The hope of believing in art as a source of wonderment and enchanting magic is discussed in both Richard Milward’s essay and the artist’s interview with Wolfgang Ulrich. Every copy is signed and both texts appear in German and English.
Reproducing images of popular culture and everyday domesticity, Johannes Albers’ work seems to simultaneously praise and poke fun at modern-day interests and values. Starting out with the intention to ‘do the opposite of what was really hip’, Albers’ work has encompassed a range of printed motifs, from bathmats to band tapes, ping-pong tables to Stanley knives.
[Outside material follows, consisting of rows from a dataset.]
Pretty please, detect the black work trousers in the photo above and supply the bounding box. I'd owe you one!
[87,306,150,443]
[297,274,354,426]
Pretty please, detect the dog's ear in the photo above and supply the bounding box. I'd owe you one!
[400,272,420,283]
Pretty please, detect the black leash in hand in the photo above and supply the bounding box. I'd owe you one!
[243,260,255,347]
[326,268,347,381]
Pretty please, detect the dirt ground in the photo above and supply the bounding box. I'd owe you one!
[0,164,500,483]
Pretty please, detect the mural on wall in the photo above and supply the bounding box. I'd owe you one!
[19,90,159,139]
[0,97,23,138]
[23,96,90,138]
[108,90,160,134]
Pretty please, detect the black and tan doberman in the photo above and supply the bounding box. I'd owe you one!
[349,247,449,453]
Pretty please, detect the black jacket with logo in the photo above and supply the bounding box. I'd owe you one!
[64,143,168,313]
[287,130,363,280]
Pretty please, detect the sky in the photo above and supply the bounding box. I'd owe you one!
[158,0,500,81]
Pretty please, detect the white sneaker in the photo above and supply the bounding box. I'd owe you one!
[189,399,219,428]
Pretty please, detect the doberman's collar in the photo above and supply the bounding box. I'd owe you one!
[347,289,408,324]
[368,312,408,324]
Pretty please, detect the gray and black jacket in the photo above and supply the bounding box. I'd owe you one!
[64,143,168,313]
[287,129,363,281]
His incessant reproduction of these images reflects – and criticises – the disposability of much of today’s media culture and marketing imagery. His intention is to ‘one day see the uncorrupted mirror-images of this world. A twin world with extensions or channels into the real world’.
Founder of the now-defunct Club Vernissage – a two-man group with dogmas ranging from ‘Marketing is Bullshit’ to ‘Celebrities are Monkeys’ – Albers went on to pursue his own vision; a vision which, at its core, retains the desire to be always ‘different’. Whether idolising analogue compilation cassettes – scrawled with ‘CLASH’ and ‘Joy Division’ – or flattening a fuzzy bathmat across a sharp monochrome plane, Albers’ work remains positioned firmly outside the status quo.
Johannes Albers was born in Lingen, Germany, in 1966, and graduated from Goldsmiths’ College in 1990. He has exhibited in various exhibitions, including ‘Some went mad, some ran away’ (1994) at the Serpentine Gallery, London, ‘Free as a bird’ (1996) and ‘The good the bad and the ugly’ (1997) both at the Sophiensale, Berlin, as well as numerous Club Vernissage (2000-2) projects: ‘Marketing is Bullshit’, ‘Celebrities are monkeys’, and ‘Pop is Disgusting’. More recent exhibitions have included ‘Gute, Alte Arbeiten’ (2004) at the Galerie Khadr, Berlin, as well as ‘Neue Arbeiten’ (2005) and ‘Lazy artists in times of record sales covered by the yellow press’ (2006) at Raum 58, Munich. A freelance journalist since 1997, Albers currently lives in Berlin.